How I hear people’s stories

When I hear peoples stories I understand this; people are social beings. We need to feel heard and understood by another. To be seen as we are, without judgement. To see our experiences reflected back in the face of another. This need is expressed as early as infancy, by an infant towards its’ caregiver. Babies look to their parents/carers when they are in pain, tired, upset. Sensitively attuned parents often (note – I did not say always) mirror back a form of their babies’ internal experience. This is known as parental reflective functioning, helping the infant make sense of their internal experiences. Similarly to infants, sometimes in therapy people also do not use words but communicate through non-verbal communication (often silence). Good psychologists are trained to tune in to their own emotional responses as another level of communication about what it is that a client is feeling. When I help someone understand their experiences it allows them to ‘digest’ their emotions, add new meaning. It changes the shape of the story so it sits more easily within themselves. This is one of the gifts of therapy. One of the privileges of my work.  

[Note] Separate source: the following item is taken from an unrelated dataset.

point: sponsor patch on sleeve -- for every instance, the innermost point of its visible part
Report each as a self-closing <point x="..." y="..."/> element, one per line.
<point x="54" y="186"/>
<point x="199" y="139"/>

How to choose a therapist and get great therapy

I am writing a whole blog about this, it deserves more than a snippet, but the most important parts are as follows…..It is important that you find a therapist or psychologist you feel comfortable with. You need to be able to communicate as much as you wish of your personal story, and (crucially) without shame or judgement. Do your research. Take advantage of opportunities to speak on the phone before booking an appointment. I know this from personal experience, since having my own therapy (during training we are encouraged to have personal therapy to improve our abilities as therapists – it was invaluable). I learnt about choosing a therapist where I felt safe. Hold onto the question …”is this someone who would give my story the attention it deserves?”